Compare that to a critique I’d had fifteen years earlier, by a pastelist and faculty member at a distinguished American university. “It looks like an immature Chagall,” she said. I went home and destroyed the painting by trying to make it more abstract.

(Sadly, I can’t find images of either work, although the corpses might be lying around here somewhere.)

Stuffed animal in a bowl, with Saran Wrap. 6X8, oil on archival canvasboard, $435.

When words matter most

I’ve regretted wrecking that painting ever since. As a much more experienced painter, I think her criticism was simply wrong. She was simply saying, with her New York fin de siècle myopia, that while dreams and memory were fine, she had no time for highly-representational painting.
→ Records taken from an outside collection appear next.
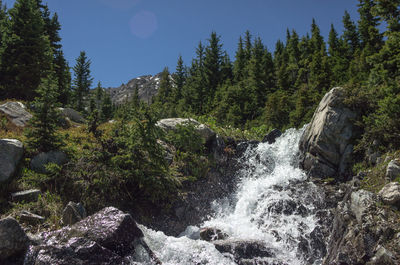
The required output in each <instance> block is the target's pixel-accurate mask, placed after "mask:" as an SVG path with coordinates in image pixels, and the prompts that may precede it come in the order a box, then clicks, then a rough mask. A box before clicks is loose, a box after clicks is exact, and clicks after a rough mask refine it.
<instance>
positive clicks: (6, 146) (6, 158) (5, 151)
mask: <svg viewBox="0 0 400 265" xmlns="http://www.w3.org/2000/svg"><path fill="white" fill-rule="evenodd" d="M23 153H24V146H23V145H22V143H21V142H20V141H18V140H15V139H0V182H2V181H6V180H8V179H10V178H11V177H12V176H13V175H14V174H15V171H16V170H17V166H18V164H19V162H20V161H21V158H22V155H23Z"/></svg>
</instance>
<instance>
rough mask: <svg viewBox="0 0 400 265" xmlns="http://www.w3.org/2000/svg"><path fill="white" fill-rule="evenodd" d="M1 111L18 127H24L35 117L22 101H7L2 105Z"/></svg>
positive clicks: (0, 106) (10, 120) (11, 121)
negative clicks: (30, 120) (31, 118)
mask: <svg viewBox="0 0 400 265" xmlns="http://www.w3.org/2000/svg"><path fill="white" fill-rule="evenodd" d="M0 113H3V114H4V115H6V117H7V118H8V119H9V120H10V121H11V122H12V123H13V124H14V125H16V126H18V127H24V126H25V125H26V124H27V123H28V122H29V120H30V119H31V118H32V117H33V116H32V114H30V113H29V112H28V111H27V110H26V107H25V105H24V104H22V103H21V102H7V103H4V104H3V105H0Z"/></svg>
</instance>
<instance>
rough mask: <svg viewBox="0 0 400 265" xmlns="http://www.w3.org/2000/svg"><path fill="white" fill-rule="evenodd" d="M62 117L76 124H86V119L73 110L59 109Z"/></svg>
mask: <svg viewBox="0 0 400 265" xmlns="http://www.w3.org/2000/svg"><path fill="white" fill-rule="evenodd" d="M59 110H60V115H61V117H62V118H63V119H64V120H67V121H72V122H76V123H85V122H86V121H85V119H84V118H83V117H82V115H81V114H80V113H79V112H77V111H76V110H74V109H71V108H59Z"/></svg>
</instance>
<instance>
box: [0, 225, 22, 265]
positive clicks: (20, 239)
mask: <svg viewBox="0 0 400 265" xmlns="http://www.w3.org/2000/svg"><path fill="white" fill-rule="evenodd" d="M28 244H29V238H28V237H27V236H26V234H25V232H24V230H23V229H22V227H21V226H20V225H19V223H18V222H17V221H16V220H15V219H14V218H11V217H7V218H4V219H1V220H0V263H2V260H5V259H8V258H10V257H11V256H15V255H19V254H21V253H23V252H24V251H25V250H26V248H27V247H28Z"/></svg>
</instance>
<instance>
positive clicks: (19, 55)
mask: <svg viewBox="0 0 400 265" xmlns="http://www.w3.org/2000/svg"><path fill="white" fill-rule="evenodd" d="M8 14H9V20H8V21H7V22H6V23H2V24H3V25H5V27H6V30H4V32H3V30H2V40H1V43H2V46H3V48H2V52H1V53H2V55H1V69H0V75H1V77H2V78H1V84H0V86H2V87H3V88H4V92H5V93H4V94H5V95H1V96H2V98H4V97H9V98H20V99H26V100H32V99H33V98H34V96H35V90H36V89H37V87H38V86H39V84H40V82H41V79H42V78H43V77H45V76H46V74H47V72H48V71H49V70H50V69H51V67H52V49H51V45H50V41H49V37H48V35H47V34H46V28H45V23H44V21H43V18H42V14H41V11H40V9H39V7H38V5H37V3H36V1H34V0H18V1H16V2H15V4H14V7H13V8H11V9H10V10H8ZM3 22H4V21H3ZM2 27H3V26H2Z"/></svg>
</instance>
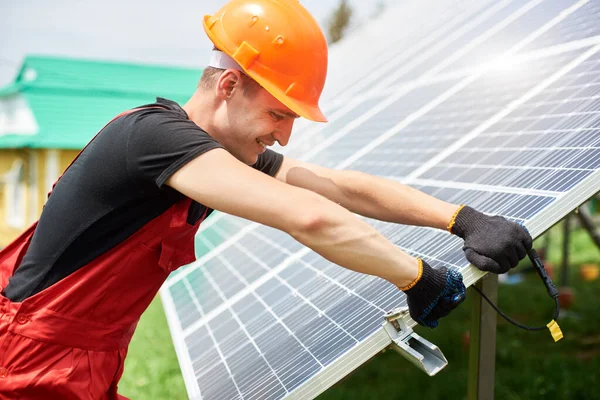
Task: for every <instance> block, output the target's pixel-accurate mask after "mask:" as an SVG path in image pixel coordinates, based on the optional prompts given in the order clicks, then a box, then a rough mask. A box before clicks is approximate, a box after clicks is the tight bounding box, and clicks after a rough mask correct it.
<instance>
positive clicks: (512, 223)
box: [448, 206, 533, 274]
mask: <svg viewBox="0 0 600 400" xmlns="http://www.w3.org/2000/svg"><path fill="white" fill-rule="evenodd" d="M448 230H449V231H450V232H451V233H453V234H455V235H457V236H460V237H461V238H463V239H464V240H465V245H464V247H463V250H464V252H465V256H466V257H467V260H469V261H470V262H471V264H473V265H474V266H476V267H477V268H479V269H480V270H482V271H487V272H493V273H495V274H503V273H505V272H508V270H510V269H511V268H514V267H516V266H517V264H519V261H520V260H522V259H523V258H524V257H525V256H526V255H527V252H528V251H529V250H531V247H532V245H533V239H532V238H531V235H530V234H529V232H528V231H527V229H525V228H524V227H523V226H521V225H519V224H517V223H515V222H511V221H509V220H507V219H505V218H504V217H501V216H498V215H496V216H493V217H490V216H488V215H485V214H483V213H480V212H479V211H476V210H474V209H473V208H471V207H468V206H463V207H461V208H460V209H459V210H458V212H457V214H456V215H455V217H454V218H453V219H452V221H451V222H450V225H449V226H448Z"/></svg>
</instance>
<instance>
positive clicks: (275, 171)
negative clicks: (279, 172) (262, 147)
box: [252, 149, 283, 176]
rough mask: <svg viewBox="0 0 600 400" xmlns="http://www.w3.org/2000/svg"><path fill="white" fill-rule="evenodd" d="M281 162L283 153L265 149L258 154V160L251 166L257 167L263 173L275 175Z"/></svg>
mask: <svg viewBox="0 0 600 400" xmlns="http://www.w3.org/2000/svg"><path fill="white" fill-rule="evenodd" d="M282 162H283V155H282V154H279V153H277V152H276V151H273V150H270V149H267V150H266V151H265V152H264V153H262V154H259V156H258V160H257V161H256V163H255V164H254V165H253V166H252V168H254V169H257V170H259V171H261V172H264V173H265V174H268V175H271V176H275V175H276V174H277V172H278V171H279V168H280V167H281V163H282Z"/></svg>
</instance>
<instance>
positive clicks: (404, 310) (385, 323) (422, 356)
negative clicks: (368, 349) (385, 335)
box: [383, 307, 448, 376]
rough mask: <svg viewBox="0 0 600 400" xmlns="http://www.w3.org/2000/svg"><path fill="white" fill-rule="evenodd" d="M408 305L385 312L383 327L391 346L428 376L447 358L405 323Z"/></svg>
mask: <svg viewBox="0 0 600 400" xmlns="http://www.w3.org/2000/svg"><path fill="white" fill-rule="evenodd" d="M409 317H410V316H409V313H408V307H402V308H396V309H394V310H392V311H390V312H389V313H387V314H385V316H384V318H385V322H384V324H383V327H384V329H385V331H386V332H387V334H388V335H389V336H390V339H392V345H391V346H392V348H393V349H394V350H396V351H397V352H398V353H400V354H401V355H402V356H403V357H404V358H406V359H407V360H408V361H410V362H411V363H413V364H414V365H416V366H417V367H418V368H419V369H421V370H423V371H425V373H426V374H427V375H429V376H434V375H435V374H437V373H438V372H440V371H441V370H442V369H444V367H445V366H446V365H448V360H446V357H444V354H443V353H442V351H441V350H440V349H439V348H438V347H437V346H436V345H434V344H433V343H431V342H430V341H428V340H426V339H424V338H422V337H421V336H419V335H418V334H416V333H415V332H414V331H413V330H412V328H410V327H409V326H408V324H407V322H406V321H407V320H408V318H409Z"/></svg>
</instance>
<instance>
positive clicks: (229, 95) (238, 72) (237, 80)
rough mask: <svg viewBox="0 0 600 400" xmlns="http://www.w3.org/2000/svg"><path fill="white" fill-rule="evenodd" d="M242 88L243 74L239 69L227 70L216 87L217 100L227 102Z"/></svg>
mask: <svg viewBox="0 0 600 400" xmlns="http://www.w3.org/2000/svg"><path fill="white" fill-rule="evenodd" d="M241 88H242V73H241V72H240V71H238V70H237V69H234V68H230V69H227V70H225V71H224V72H223V73H222V74H221V76H220V77H219V79H218V80H217V85H216V87H215V90H216V93H215V95H216V96H217V98H219V99H222V100H227V99H229V98H231V96H233V93H234V92H235V91H236V90H241Z"/></svg>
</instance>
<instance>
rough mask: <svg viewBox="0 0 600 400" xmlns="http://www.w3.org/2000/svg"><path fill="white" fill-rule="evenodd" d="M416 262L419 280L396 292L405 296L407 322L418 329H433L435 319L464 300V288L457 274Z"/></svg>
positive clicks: (418, 277) (454, 306) (411, 283)
mask: <svg viewBox="0 0 600 400" xmlns="http://www.w3.org/2000/svg"><path fill="white" fill-rule="evenodd" d="M418 260H419V270H420V273H419V276H418V277H417V279H415V281H414V282H413V283H411V284H410V285H408V286H407V287H404V288H400V290H402V291H403V292H404V293H405V294H406V301H407V303H408V311H409V312H410V316H411V318H412V319H413V320H415V322H417V323H418V324H420V325H423V326H428V327H430V328H435V327H436V326H437V325H438V319H440V318H442V317H445V316H446V315H448V314H449V313H450V311H452V310H454V309H455V308H456V307H458V305H459V304H460V303H462V302H463V301H464V300H465V285H464V284H463V281H462V275H461V274H460V272H458V271H457V270H455V269H448V268H446V267H441V268H438V269H433V268H431V267H430V266H429V265H428V264H427V263H426V262H425V261H423V260H421V259H418Z"/></svg>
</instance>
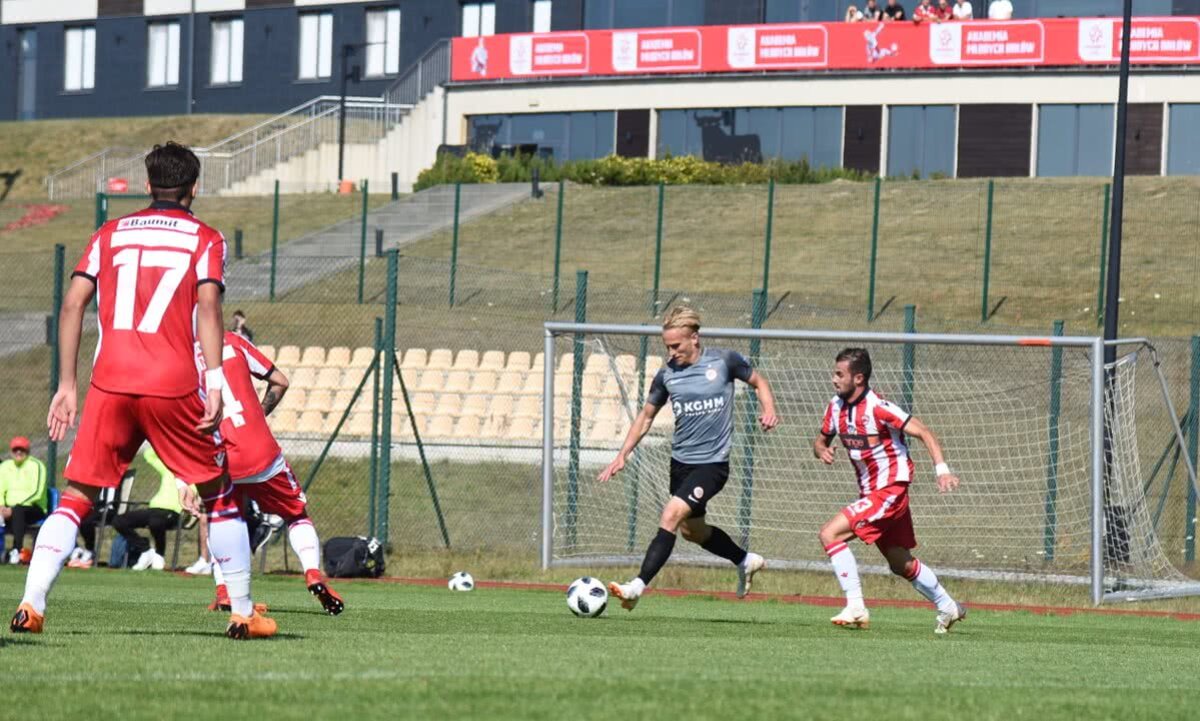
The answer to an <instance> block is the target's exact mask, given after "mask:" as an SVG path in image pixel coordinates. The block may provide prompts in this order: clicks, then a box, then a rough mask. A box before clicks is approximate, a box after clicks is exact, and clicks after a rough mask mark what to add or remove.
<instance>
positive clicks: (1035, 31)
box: [451, 17, 1200, 82]
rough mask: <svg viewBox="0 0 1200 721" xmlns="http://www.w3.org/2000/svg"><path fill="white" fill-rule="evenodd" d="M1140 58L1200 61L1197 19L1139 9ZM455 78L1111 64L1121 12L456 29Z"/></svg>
mask: <svg viewBox="0 0 1200 721" xmlns="http://www.w3.org/2000/svg"><path fill="white" fill-rule="evenodd" d="M1132 31H1133V42H1132V44H1130V55H1132V58H1133V61H1134V62H1138V64H1160V65H1165V64H1170V65H1200V18H1190V17H1170V18H1135V19H1134V24H1133V30H1132ZM451 53H452V60H451V79H452V80H455V82H478V80H503V79H520V78H540V77H553V76H574V77H582V76H631V74H659V73H676V74H688V73H737V72H769V71H787V70H793V71H794V70H870V68H876V67H881V68H935V67H984V66H988V67H1003V66H1008V67H1031V66H1080V65H1109V64H1114V62H1117V61H1118V60H1120V58H1121V22H1120V19H1114V18H1069V19H1043V20H1038V19H1031V20H1000V22H991V20H976V22H967V23H924V24H919V25H918V24H914V23H805V24H773V25H704V26H698V28H658V29H646V30H587V31H580V32H546V34H539V35H529V34H521V35H493V36H488V37H457V38H455V40H454V43H452V49H451Z"/></svg>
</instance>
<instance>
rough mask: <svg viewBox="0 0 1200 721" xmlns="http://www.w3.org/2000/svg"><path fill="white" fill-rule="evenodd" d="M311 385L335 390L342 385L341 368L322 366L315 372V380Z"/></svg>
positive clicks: (337, 388) (313, 386) (339, 388)
mask: <svg viewBox="0 0 1200 721" xmlns="http://www.w3.org/2000/svg"><path fill="white" fill-rule="evenodd" d="M313 387H324V389H332V390H337V389H340V387H342V369H341V368H322V369H320V371H318V372H317V380H316V381H314V383H313Z"/></svg>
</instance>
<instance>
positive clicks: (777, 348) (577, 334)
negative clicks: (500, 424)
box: [541, 323, 1200, 603]
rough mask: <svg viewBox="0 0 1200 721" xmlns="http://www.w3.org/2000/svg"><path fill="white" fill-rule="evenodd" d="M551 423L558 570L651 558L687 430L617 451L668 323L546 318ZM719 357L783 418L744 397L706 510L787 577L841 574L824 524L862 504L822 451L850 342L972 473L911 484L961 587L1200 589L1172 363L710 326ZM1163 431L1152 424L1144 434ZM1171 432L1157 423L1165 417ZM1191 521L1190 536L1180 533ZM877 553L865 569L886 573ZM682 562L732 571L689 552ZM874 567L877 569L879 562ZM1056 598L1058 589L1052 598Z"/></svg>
mask: <svg viewBox="0 0 1200 721" xmlns="http://www.w3.org/2000/svg"><path fill="white" fill-rule="evenodd" d="M545 329H546V338H545V344H546V346H545V353H546V362H545V378H544V384H545V387H544V393H545V395H544V423H542V433H544V441H542V481H544V488H542V548H541V560H542V565H544V567H550V566H552V565H565V564H570V565H588V564H596V565H607V564H630V565H632V564H637V563H638V561H640V560H641V557H642V553H643V552H644V549H646V546H647V543H648V542H649V540H650V537H652V536H653V534H654V533H655V530H656V528H658V518H659V513H660V511H661V509H662V505H664V503H665V501H666V498H667V482H668V464H670V457H671V433H672V427H673V417H672V411H671V404H670V403H667V405H666V407H665V408H664V409H662V410H661V411H660V413H659V416H658V419H656V421H655V423H654V428H653V429H652V432H650V434H649V435H647V437H646V439H643V441H642V444H641V446H640V447H638V450H637V451H636V452H635V453H634V456H632V458H631V459H630V463H629V464H628V465H626V468H625V470H624V471H623V473H622V474H620V475H618V476H617V477H616V479H613V480H612V481H610V482H607V483H599V482H596V480H595V477H596V474H598V473H599V471H600V470H601V469H602V468H604V467H605V465H606V464H607V463H608V462H611V461H612V458H613V457H614V453H616V451H617V450H618V449H619V446H620V443H622V440H623V439H624V435H625V432H626V431H628V429H629V426H630V422H631V421H632V419H634V417H635V416H636V415H637V411H638V409H640V408H641V405H642V403H643V402H644V398H646V392H647V389H648V387H649V384H650V380H652V379H653V377H654V373H655V372H656V371H658V368H659V367H661V365H662V354H664V349H662V343H661V340H660V337H659V334H660V330H659V329H658V328H654V326H626V325H596V324H568V323H547V324H546V326H545ZM701 335H702V343H703V344H704V346H707V347H721V348H731V349H734V350H738V352H740V353H743V354H744V355H745V356H746V358H748V359H749V360H750V362H751V365H754V367H755V368H756V369H758V371H760V372H762V373H763V374H764V375H766V377H767V378H768V380H769V381H770V383H772V387H773V390H774V392H775V396H776V405H778V410H779V415H780V417H781V423H780V426H779V427H778V428H776V429H775V431H773V432H772V433H762V432H761V431H760V429H758V427H757V423H756V415H757V401H756V398H755V397H754V391H752V390H751V389H750V387H748V386H745V385H744V384H740V383H738V384H737V385H738V389H737V392H736V395H734V399H733V403H734V423H736V427H734V440H733V451H732V453H731V458H730V463H731V473H730V481H728V483H727V485H726V487H725V489H724V492H722V493H721V494H720V495H719V497H716V498H715V499H714V500H713V503H710V504H709V506H708V513H709V518H710V521H712V522H713V523H715V524H718V525H721V527H724V528H726V530H728V531H730V534H731V535H732V536H733V537H734V539H736V540H738V539H739V537H740V540H742V541H743V542H745V543H748V545H749V547H750V548H752V549H754V551H757V552H758V553H761V554H763V555H764V557H767V559H768V560H769V563H770V565H772V566H773V567H791V569H811V570H826V569H828V563H827V559H826V558H824V554H823V553H822V548H821V546H820V543H818V542H817V537H816V534H817V530H818V528H820V525H821V523H822V522H824V521H827V519H828V518H829V517H832V516H833V515H834V513H835V512H836V511H838V510H839V509H841V507H842V506H845V505H846V504H848V503H851V501H852V500H854V499H856V498H857V485H856V481H854V474H853V470H852V468H851V464H850V462H848V461H847V459H846V455H845V451H844V450H842V449H839V451H838V462H836V463H835V464H834V465H832V467H827V465H824V464H822V463H821V462H820V461H817V459H815V458H814V457H812V453H811V450H810V449H811V443H812V439H814V437H815V435H816V433H817V431H818V428H820V423H821V419H822V414H823V410H824V408H826V404H827V403H828V402H829V398H830V397H832V396H833V386H832V381H830V373H832V368H833V363H834V356H835V355H836V353H838V352H839V350H840V349H842V348H845V347H847V346H860V347H865V348H868V349H869V350H870V353H871V356H872V360H874V366H875V373H874V377H872V378H871V386H872V387H875V389H876V390H877V391H878V392H880V393H882V395H883V396H884V397H887V398H888V399H890V401H893V402H895V403H898V404H900V405H901V407H902V408H905V409H907V410H910V411H911V413H912V414H914V415H916V416H918V417H920V419H922V420H923V421H924V422H925V423H926V425H928V426H929V427H931V428H932V429H934V431H935V433H937V435H938V437H940V438H941V440H942V445H943V447H944V449H946V453H947V457H948V461H949V463H950V465H952V467H953V468H954V470H955V473H958V474H959V476H960V479H961V486H960V488H959V489H958V491H955V492H953V493H946V494H941V493H938V492H937V488H936V483H935V482H934V473H932V463H931V462H930V461H929V457H928V455H926V453H925V450H924V447H923V446H922V445H920V444H919V443H912V444H911V447H912V452H913V456H914V461H916V464H917V475H916V480H914V482H913V483H912V487H911V497H912V510H913V518H914V523H916V527H917V537H918V540H919V541H920V549H919V557H920V558H922V559H925V560H926V561H928V563H930V564H931V565H934V566H935V567H936V569H937V571H938V573H941V575H944V576H947V577H960V578H978V579H990V581H1010V582H1018V583H1022V582H1024V583H1034V584H1051V585H1055V587H1057V588H1062V589H1063V590H1064V594H1063V596H1064V597H1067V591H1068V589H1069V588H1074V589H1076V590H1074V591H1069V593H1070V594H1072V596H1073V597H1078V596H1080V595H1082V594H1084V593H1090V597H1091V600H1092V602H1093V603H1099V602H1103V601H1114V600H1135V599H1152V597H1165V596H1178V595H1193V594H1200V582H1198V581H1196V579H1194V578H1189V577H1188V576H1187V575H1184V573H1183V572H1182V571H1181V570H1180V569H1181V566H1182V561H1183V555H1182V552H1181V546H1183V545H1184V541H1183V535H1182V534H1183V533H1186V531H1183V529H1182V527H1183V523H1177V524H1176V523H1168V522H1166V521H1164V518H1166V517H1177V516H1178V512H1176V513H1175V515H1174V516H1171V515H1169V513H1164V509H1165V507H1168V506H1171V507H1181V506H1182V503H1183V501H1182V499H1181V494H1186V493H1188V492H1189V489H1188V486H1189V485H1190V488H1195V473H1194V469H1193V468H1192V462H1190V457H1189V455H1188V453H1187V452H1183V453H1182V455H1183V457H1184V458H1183V459H1184V464H1183V467H1186V473H1183V474H1181V475H1183V476H1184V481H1186V482H1183V483H1178V485H1176V487H1175V492H1174V494H1169V493H1168V492H1165V491H1164V492H1163V493H1162V497H1160V498H1159V497H1158V493H1157V491H1156V492H1153V493H1151V492H1150V488H1151V481H1152V476H1153V475H1154V474H1157V473H1159V465H1162V462H1159V463H1158V464H1156V463H1154V458H1153V456H1154V455H1156V453H1157V451H1158V450H1159V449H1160V447H1162V445H1163V443H1164V441H1165V443H1168V444H1170V447H1174V449H1175V450H1176V461H1177V459H1178V456H1180V452H1178V451H1180V450H1182V449H1184V447H1186V446H1184V444H1183V434H1182V432H1181V427H1180V423H1178V420H1177V416H1176V414H1175V409H1174V407H1172V405H1171V401H1170V395H1169V393H1168V386H1166V381H1165V380H1164V377H1163V373H1162V369H1160V368H1159V362H1158V355H1157V352H1156V350H1154V348H1153V347H1152V346H1150V344H1148V343H1147V342H1145V341H1140V340H1134V341H1121V342H1120V343H1116V346H1117V349H1118V352H1120V353H1118V358H1117V360H1116V362H1115V363H1111V365H1108V366H1106V365H1105V363H1104V349H1105V342H1104V341H1103V340H1100V338H1094V337H1064V336H1052V337H1016V336H983V335H928V334H869V332H834V331H829V332H826V331H782V330H749V329H703V330H702V334H701ZM1146 419H1150V420H1146ZM1151 421H1153V422H1151ZM1175 525H1178V527H1180V528H1175ZM872 555H874V554H872V553H870V552H863V553H860V555H859V558H860V561H859V563H860V564H864V569H863V570H864V571H868V572H871V571H875V572H887V570H886V566H884V564H883V563H882V559H881V558H878V557H877V555H876V557H874V558H872ZM672 559H673V560H676V561H678V560H684V561H691V563H724V561H720V559H715V558H714V557H710V555H708V554H706V553H704V552H703V551H702V549H700V548H698V547H695V546H691V545H690V543H683V542H680V543H679V545H677V546H676V554H674V555H673V557H672ZM864 561H865V563H864ZM1043 596H1044V594H1043Z"/></svg>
The part of that story that embarrasses me is not what she said, but my response to it. I should have set it aside and tried again on a different canvas. But I rushed into revisions while not even realizing how angry I was.

I was an experienced painter at the time; what made me flare up so badly?

Possum, 6X8, oil on archival canvasboard, $435 includes shipping in continental US.

Most artists are sensitive about their work; it’s deeply personal. Making it exposes our most private thoughts and feelings, which are in turn wrapped up in our identity and worldview.

Furthermore, we put a significant amount of time, energy, and dedication into our work. We can laugh when the uninformed say, “my kid could do that,” but when a respected practitioner dismisses it without care, that’s another issue entirely.

Art is also a means of communication, so negative feedback can strike at a deeply personal level. That’s especially true if the work is part of a creative leap forward, when we’re already feeling a sense of risk. Or, in the case of my painting, when the subject is deeply important.

Tin Foil Hat, 6X8, oil on archival canvasboard, $435 includes shipping in continental US.

Watch what you say

Artists are, believe it or not, human. Harsh or careless criticism is demoralizing.

There’s often a power imbalance between the critic and the subject, which shouldn’t be taken lightly.

I was once panned in a newspaper review, and it made me cry. There’s a difference between helpful feedback and tearing something down. Good criticism helps artists grow; careless or mean-spirited commentary stifles creativity.